Nixon e Sarkozy sono due politici che hanno lasciato il segno, due uomini che avrebbero fatto qualsiasi cosa per non separarsi da un potere faticosamente raggiunto: al punto di esporsi al più concreto rischio di gettarlo via. Ma non sempre il politico brucia il proprio potere per la paura di perderlo. A volte è la dimensione più personale a tradirlo. Ricordate John Edwards, l’astro nascente dei democratici americani all’inizio del nuovo millennio? Allora erano in tantissimi a pronosticargli un futuro alla Casa Bianca, specialmente dopo la sconfitta subita in ticket (da vice) con Kerry nel 2004. All’epoca nessuno aveva pronosticato l’avvento di Obama, e tantomeno avrebbe previsto che un uomo tanto esperto e in carriera avrebbe potuto distrarre fondi della propria campagna elettorale per tacitare un’amante delusa, lasciata in attesa di una figlia mentre la stessa moglie di Edwards stava morendo di cancro. Scaricato da tutti, famiglia inclusa, Edwards è riuscito per un soffio ad evitare il carcere ma la sua intera storia politica è stata spazzata via. Non per questo si è perso d’animo e da retore di buona consistenza quale è sempre stato ha continuato a mostrare fiducia nel futuro: “Non credo che Dio abbia finito con me. Penso davvero che ci sia ancora qualche cosa buona che io possa fare”.
Tornando, per concludere, a Sarkozy sarebbe interessante sapere cosa pensi circa il proprio futuro un uomo che ha speso tutte le energie a renderlo maniacalmente perfetto. Fino a comprometterlo completamente. Se possa avere la stessa serenità di Edwards, o se possa ambire a raggiungerla. Quando il suo rivale storico De Villepin finì nei guai con la giustizia fece di tutto per metterlo ancor più in difficoltà (costituendosi parte civile nel processo Clearstream) e analoga spietatezza mostrò verso Strauss-Kahn, che certamente poteva batterlo agevolmente nelle elezioni del 2012. Qualcuno ipotizzò che ci fosse addirittura lo stesso Sarkozy dietro lo scandalo che travolse le ambizioni di DSK, ma non fu mai provato. In realtà fu sufficiente un modestissimo Hollande per archiviare un Sarko spento e senz’anima, reso debole dalla propria percepibile povertà umana ancor più che dai risultati di governo. Finì che riuscì a perdere un dibattito tv con il candidato probabilmente meno emozionante ed empatico di sempre, senza riuscire a valorizzare nè il proprio operato di cinque anni nè la capacità di innovazione politica di cui diciamo in premessa.

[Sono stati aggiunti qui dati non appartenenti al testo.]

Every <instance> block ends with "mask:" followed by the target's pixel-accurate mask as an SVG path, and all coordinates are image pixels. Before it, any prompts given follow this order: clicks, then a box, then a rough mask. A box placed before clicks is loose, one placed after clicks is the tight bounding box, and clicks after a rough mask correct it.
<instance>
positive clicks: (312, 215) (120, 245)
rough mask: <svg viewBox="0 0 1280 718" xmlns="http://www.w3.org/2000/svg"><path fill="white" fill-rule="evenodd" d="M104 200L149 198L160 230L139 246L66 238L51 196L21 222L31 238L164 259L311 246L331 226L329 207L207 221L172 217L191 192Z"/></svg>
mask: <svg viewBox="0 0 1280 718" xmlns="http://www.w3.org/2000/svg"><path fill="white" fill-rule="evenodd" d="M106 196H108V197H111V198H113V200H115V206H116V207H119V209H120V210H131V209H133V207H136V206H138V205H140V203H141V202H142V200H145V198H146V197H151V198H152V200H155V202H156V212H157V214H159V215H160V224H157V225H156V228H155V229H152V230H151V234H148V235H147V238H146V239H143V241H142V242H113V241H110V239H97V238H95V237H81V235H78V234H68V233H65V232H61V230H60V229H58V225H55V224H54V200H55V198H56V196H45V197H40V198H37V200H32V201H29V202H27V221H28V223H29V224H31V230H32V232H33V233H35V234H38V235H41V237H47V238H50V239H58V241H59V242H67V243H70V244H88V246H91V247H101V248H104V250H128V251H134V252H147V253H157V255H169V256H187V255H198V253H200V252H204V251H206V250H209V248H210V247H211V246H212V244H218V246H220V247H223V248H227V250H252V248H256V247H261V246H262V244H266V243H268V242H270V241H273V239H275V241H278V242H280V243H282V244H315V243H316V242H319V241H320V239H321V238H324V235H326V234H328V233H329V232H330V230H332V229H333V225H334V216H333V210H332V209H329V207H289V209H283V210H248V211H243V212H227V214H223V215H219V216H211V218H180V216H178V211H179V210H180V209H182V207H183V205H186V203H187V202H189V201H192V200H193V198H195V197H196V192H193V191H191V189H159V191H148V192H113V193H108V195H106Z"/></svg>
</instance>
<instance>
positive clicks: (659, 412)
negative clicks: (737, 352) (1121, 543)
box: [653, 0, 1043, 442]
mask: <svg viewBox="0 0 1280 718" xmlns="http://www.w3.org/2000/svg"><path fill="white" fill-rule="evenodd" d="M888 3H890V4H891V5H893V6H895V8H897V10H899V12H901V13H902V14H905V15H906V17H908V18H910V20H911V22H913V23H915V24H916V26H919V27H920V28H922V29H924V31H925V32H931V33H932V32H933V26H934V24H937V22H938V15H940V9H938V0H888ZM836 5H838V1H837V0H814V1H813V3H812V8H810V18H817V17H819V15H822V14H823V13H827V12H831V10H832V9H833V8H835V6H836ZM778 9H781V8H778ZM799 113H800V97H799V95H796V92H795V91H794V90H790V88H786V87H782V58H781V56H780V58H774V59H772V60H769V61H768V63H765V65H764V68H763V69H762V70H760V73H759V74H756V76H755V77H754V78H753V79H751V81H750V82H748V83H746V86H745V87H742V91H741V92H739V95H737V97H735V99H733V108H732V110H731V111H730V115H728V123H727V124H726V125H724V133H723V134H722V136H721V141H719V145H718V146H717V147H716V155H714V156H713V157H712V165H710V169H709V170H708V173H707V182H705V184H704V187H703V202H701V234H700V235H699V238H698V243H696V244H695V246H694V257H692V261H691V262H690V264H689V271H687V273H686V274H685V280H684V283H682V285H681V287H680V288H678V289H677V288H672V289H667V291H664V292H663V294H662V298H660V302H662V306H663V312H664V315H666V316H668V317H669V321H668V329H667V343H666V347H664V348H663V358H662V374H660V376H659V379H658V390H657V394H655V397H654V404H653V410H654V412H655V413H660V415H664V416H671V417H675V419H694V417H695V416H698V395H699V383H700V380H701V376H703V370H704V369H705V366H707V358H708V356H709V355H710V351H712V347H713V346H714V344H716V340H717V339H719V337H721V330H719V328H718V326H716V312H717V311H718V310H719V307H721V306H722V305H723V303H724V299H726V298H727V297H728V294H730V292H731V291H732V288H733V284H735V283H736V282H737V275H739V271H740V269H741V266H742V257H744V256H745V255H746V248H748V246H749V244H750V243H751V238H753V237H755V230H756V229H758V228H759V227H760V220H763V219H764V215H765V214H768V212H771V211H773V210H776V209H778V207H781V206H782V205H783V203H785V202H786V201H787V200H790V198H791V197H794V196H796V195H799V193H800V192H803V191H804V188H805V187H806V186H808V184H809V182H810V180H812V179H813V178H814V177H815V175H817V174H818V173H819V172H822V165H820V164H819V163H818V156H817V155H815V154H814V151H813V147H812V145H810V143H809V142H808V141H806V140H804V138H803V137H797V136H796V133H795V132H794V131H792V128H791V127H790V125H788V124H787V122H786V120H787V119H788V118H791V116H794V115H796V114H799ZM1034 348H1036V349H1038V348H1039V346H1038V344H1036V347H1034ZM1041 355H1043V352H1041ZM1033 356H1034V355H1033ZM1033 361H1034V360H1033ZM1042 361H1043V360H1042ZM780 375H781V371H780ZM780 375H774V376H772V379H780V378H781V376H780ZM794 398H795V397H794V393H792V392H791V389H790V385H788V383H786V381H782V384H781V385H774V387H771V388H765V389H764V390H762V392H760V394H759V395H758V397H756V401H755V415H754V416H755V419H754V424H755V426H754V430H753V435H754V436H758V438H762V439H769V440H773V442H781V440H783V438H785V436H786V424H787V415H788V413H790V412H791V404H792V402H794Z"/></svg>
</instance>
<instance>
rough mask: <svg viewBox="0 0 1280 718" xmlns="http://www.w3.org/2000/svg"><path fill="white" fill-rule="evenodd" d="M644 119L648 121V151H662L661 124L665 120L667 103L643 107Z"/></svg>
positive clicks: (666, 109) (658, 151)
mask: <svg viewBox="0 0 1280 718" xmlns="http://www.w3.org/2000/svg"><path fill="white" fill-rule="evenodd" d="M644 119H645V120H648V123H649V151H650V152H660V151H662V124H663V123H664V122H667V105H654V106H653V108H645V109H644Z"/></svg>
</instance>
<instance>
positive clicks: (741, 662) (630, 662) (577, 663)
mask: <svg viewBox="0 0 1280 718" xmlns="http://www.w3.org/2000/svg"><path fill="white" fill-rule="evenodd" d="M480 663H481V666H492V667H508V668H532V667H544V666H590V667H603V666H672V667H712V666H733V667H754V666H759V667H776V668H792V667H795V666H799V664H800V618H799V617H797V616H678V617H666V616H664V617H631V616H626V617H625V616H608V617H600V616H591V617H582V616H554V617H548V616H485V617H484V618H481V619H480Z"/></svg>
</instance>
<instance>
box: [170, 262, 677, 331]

Il fatto è che non sempre la combinazione della dimensione umana con quella istituzionale fa del politico uno statista, o almeno qualcosa che gli assomigli. Esistono casi come quello di Mitterrand, che scopertosi malato poche settimane dopo l’elezione a Presidente, affronta ben due mandati nella convivenza con un tumore che a poco a poco lo consuma: ma lui resiste, a un certo punto si trascina, conclude il mandato e appena dopo essere uscito dall’Eliseo entra nella Storia. E ci sono casi come quello di Jospin, un cosiddetto perdente: pur travolto dagli errori e dalle contraddizioni di una sinistra plurale di cui si è detto, appena appresa la notizia della propria sconfitta elettorale si ritira immediatamente e definitivamente dalla vita politica con un discorso di neppure cinque minuti.
Forse oggi Sarkozy pagherebbe di tasca propria per un simile addio. Invece dovrà affrontare processi, difficoltà e molta solitudine. Quella che tocca agli dei caduti. A tal riguardo è significativa un’altra frase del predicatore unfaithful John Edwards: “Ho fatto una montagna di cose sbagliate. Ne sono responsabile. Mi basta guardarmi allo specchio. Sono io, e sono io da solo”.